Against that backdrop, the Cambridge Blockchain Network Sustainability Index remains the reference point for network-wide electricity use, and independent estimates through mid-2026 have placed annual consumption somewhere in the range of 140 to 200 TWh depending on methodology and assumed fleet mix. Any credible double-digit percentage reduction in redundant hashing work is therefore a large absolute number, even if the per-machine saving sounds modest.
The commercial model follows from that. QBT is not positioning itself to mine. It is positioning itself to license or embed technology with the manufacturers who build the fleet. That is a smaller revenue pool per unit but a far lighter balance sheet than operating data centres, which is relevant given the company's own finances. It also insulates QBT from spot-price swings of the kind that dominate the long-horizon crypto price debate, since licensing revenue does not depend on where Bitcoin trades in any given quarter.
Reading the 2025 Accounts
The same June announcement carried full-year 2025 results, and they describe a pre-revenue research company burning cash on a fixed runway.

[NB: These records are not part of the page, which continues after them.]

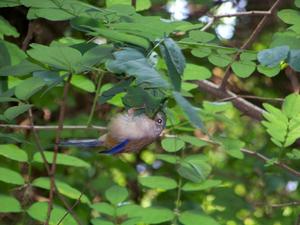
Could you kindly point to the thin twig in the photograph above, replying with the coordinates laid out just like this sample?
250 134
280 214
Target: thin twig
247 44
98 89
247 13
133 3
208 25
241 104
37 141
292 75
251 153
251 97
51 127
29 36
266 159
57 139
70 208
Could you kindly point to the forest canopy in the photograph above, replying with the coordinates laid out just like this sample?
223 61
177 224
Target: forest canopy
213 84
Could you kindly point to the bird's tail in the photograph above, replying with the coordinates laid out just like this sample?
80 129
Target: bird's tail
85 143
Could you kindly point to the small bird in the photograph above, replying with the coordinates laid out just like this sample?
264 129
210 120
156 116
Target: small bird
127 132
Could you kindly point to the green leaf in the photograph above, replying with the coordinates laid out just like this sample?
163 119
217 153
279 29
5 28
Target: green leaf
294 154
128 210
29 87
8 99
232 147
101 221
12 112
62 159
189 110
23 68
207 184
94 57
294 59
138 97
104 207
133 63
6 29
38 211
83 83
269 71
248 56
9 204
195 72
172 144
63 188
201 52
219 60
140 5
243 68
13 152
194 169
175 61
118 88
168 158
59 57
193 141
10 176
201 36
273 56
289 16
291 105
118 36
158 182
154 215
189 218
116 194
9 3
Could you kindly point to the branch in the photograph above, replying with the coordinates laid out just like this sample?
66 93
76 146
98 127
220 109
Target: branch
248 13
57 139
265 159
238 14
248 43
37 141
51 127
241 104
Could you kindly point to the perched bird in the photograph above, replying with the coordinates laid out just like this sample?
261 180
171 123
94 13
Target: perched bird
127 132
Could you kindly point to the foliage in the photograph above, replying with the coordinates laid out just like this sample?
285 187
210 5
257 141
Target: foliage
116 57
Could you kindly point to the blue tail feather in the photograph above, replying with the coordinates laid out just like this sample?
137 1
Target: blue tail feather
117 148
87 143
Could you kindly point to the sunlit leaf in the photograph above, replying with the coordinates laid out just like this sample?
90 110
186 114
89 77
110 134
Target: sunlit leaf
158 182
9 204
13 152
10 176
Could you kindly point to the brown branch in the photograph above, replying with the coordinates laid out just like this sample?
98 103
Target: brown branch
133 3
248 43
69 208
252 97
29 36
37 141
52 127
266 159
292 75
251 153
247 13
214 18
241 104
56 148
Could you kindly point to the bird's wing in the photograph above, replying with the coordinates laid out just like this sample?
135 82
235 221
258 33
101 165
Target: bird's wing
117 148
87 143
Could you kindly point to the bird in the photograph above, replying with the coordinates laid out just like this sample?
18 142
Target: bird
127 132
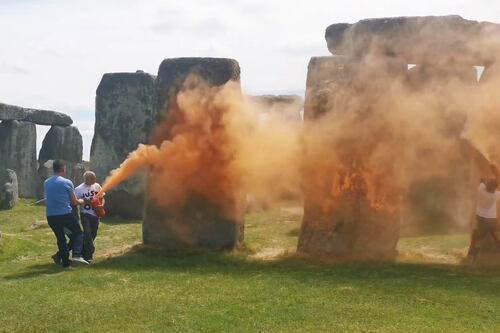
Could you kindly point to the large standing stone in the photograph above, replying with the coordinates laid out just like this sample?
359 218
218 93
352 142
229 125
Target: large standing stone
418 39
173 72
74 172
199 222
124 117
64 143
40 117
340 220
18 152
9 190
286 107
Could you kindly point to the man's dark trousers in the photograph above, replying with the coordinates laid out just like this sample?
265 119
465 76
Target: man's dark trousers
90 224
57 223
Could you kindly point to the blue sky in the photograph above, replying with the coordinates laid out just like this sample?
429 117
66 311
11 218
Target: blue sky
55 52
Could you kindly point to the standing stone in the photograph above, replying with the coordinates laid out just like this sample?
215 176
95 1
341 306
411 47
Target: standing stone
9 190
124 117
40 117
440 203
63 143
74 172
199 223
18 152
340 220
285 107
173 72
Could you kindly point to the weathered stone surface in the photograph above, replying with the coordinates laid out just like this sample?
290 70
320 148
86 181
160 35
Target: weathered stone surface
198 223
9 190
173 72
40 117
287 107
64 143
124 118
418 39
18 152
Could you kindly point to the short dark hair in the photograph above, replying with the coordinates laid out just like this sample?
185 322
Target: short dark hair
58 166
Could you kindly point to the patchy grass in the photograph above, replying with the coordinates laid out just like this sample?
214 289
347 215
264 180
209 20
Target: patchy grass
134 288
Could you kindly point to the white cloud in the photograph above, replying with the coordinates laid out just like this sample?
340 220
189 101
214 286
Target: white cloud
55 52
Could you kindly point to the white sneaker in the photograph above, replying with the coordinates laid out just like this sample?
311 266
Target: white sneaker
79 261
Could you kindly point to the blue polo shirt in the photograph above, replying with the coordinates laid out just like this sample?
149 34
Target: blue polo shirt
57 195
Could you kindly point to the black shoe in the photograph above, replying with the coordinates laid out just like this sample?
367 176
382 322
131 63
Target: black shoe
56 259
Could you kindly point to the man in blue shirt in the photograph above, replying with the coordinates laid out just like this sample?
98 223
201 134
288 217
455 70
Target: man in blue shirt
59 197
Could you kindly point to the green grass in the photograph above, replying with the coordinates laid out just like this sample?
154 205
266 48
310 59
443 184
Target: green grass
134 288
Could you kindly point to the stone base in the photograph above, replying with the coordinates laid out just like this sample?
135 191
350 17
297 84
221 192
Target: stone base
199 224
9 192
352 231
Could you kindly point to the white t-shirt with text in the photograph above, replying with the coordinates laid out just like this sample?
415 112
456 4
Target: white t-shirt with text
487 202
84 191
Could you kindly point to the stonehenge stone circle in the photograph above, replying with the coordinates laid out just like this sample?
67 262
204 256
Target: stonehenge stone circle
124 118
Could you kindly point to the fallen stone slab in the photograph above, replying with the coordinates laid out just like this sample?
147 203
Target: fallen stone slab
39 117
124 117
286 107
62 142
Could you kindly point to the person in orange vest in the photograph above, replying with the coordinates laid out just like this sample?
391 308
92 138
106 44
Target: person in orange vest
90 212
486 211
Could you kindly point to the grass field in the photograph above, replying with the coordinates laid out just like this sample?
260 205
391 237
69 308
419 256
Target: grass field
262 288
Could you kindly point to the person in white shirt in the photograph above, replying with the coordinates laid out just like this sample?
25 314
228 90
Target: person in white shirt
88 218
486 211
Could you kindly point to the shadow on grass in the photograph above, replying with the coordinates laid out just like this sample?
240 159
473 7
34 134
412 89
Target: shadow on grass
119 221
34 271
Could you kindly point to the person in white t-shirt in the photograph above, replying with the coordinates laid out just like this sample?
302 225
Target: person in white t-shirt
486 211
88 218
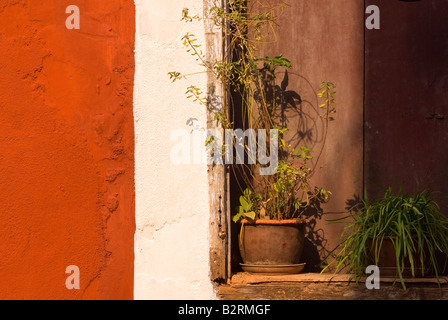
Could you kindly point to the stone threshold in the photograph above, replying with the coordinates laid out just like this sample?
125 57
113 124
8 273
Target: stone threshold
315 286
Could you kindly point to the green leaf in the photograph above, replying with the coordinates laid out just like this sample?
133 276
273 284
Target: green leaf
251 215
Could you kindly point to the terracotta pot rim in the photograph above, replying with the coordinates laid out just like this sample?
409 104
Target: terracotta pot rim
274 222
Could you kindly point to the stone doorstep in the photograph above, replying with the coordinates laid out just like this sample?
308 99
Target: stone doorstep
244 278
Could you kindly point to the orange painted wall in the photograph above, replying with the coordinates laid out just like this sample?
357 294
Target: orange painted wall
66 149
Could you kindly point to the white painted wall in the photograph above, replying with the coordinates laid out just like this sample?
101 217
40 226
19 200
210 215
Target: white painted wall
172 201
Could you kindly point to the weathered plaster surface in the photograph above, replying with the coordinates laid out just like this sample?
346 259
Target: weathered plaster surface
172 201
66 149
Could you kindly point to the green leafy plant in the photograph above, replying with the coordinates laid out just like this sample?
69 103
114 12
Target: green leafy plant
414 224
241 72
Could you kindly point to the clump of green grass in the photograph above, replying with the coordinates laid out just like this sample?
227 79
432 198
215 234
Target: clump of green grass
413 223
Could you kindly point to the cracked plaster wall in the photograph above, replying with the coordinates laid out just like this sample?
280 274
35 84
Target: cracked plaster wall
66 149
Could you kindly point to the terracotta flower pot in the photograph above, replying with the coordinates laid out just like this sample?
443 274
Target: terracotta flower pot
271 242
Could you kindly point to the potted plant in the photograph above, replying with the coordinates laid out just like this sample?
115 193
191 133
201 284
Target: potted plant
404 235
252 97
272 227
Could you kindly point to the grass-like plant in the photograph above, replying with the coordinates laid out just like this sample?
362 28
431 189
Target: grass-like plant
413 223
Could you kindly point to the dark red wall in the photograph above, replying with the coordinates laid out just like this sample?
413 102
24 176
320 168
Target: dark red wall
406 97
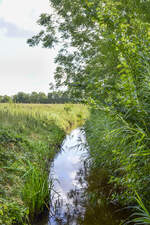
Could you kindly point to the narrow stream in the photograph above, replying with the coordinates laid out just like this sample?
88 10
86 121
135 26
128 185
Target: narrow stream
71 197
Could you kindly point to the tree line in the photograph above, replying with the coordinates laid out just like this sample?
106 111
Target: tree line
58 97
105 59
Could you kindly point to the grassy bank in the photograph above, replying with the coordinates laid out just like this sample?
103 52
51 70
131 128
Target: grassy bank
123 151
30 136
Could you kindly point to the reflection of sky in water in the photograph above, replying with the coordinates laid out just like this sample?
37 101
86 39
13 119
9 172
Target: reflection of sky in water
66 166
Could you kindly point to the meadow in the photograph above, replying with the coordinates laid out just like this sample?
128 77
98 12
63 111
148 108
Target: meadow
30 137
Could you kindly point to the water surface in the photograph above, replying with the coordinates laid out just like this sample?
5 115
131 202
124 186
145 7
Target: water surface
78 195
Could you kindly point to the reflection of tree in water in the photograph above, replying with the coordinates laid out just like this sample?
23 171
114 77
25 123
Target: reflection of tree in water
89 205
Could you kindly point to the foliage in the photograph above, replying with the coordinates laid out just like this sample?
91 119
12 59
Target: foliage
122 151
59 97
104 59
30 136
141 214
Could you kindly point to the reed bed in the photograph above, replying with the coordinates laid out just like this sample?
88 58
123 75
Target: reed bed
30 136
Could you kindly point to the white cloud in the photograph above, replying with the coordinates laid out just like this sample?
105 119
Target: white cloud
23 68
24 13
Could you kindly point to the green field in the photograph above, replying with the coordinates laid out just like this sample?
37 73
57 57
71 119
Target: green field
30 136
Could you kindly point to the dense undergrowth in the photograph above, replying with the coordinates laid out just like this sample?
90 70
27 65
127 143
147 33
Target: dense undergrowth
123 150
30 136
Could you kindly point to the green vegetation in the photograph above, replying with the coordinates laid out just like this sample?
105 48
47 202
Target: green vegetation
122 151
105 60
59 97
30 137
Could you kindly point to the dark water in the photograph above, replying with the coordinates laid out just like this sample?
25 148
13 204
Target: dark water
79 195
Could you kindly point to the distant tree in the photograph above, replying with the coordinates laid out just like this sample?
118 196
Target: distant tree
6 99
21 97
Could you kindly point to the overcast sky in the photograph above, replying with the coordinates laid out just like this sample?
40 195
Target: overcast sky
23 68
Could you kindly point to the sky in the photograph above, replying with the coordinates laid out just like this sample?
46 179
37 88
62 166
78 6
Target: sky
23 68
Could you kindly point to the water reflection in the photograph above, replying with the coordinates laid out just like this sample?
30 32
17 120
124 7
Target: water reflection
79 195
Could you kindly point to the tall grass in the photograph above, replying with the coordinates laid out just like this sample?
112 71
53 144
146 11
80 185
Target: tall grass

| Metric | FY 2025 | FY 2024 |
|---|---|---|
| Total comprehensive loss | EUR 3.13 million | EUR 2.85 million |
| Operating loss | EUR 2.95 million | Broadly steady |
| Cash reserves at year end | EUR 451,000 | EUR 604,000 |
QBT raised GBP 500,000 after the year-end. Set against a roughly EUR 3 million annual burn, that is a matter of months rather than years of runway, and it implies further fundraising unless licensing revenue arrives. For an AIM-listed R&D company this is normal, but it is the number that determines how much time the technology has to convert into contracts.
The Risks Worth Pricing In
- Model risk. A predictive layer that skips work is only safe if its false-negative rate is effectively zero. Skipping a nonce that would in fact have won a block is a direct revenue loss, and the published disclosures do not quantify that rate.
- Independent verification. The 30 percent predictive performance figure is company-reported and measured on a single legacy rig. There is no third-party audit of the result in a production mining environment.
- Retraining cost per platform. CEO Francesco Gardin has compared the Oracle to a Formula One driver learning a new circuit: each new hardware partner requires complete retraining. That is a real barrier to scaling across manufacturers.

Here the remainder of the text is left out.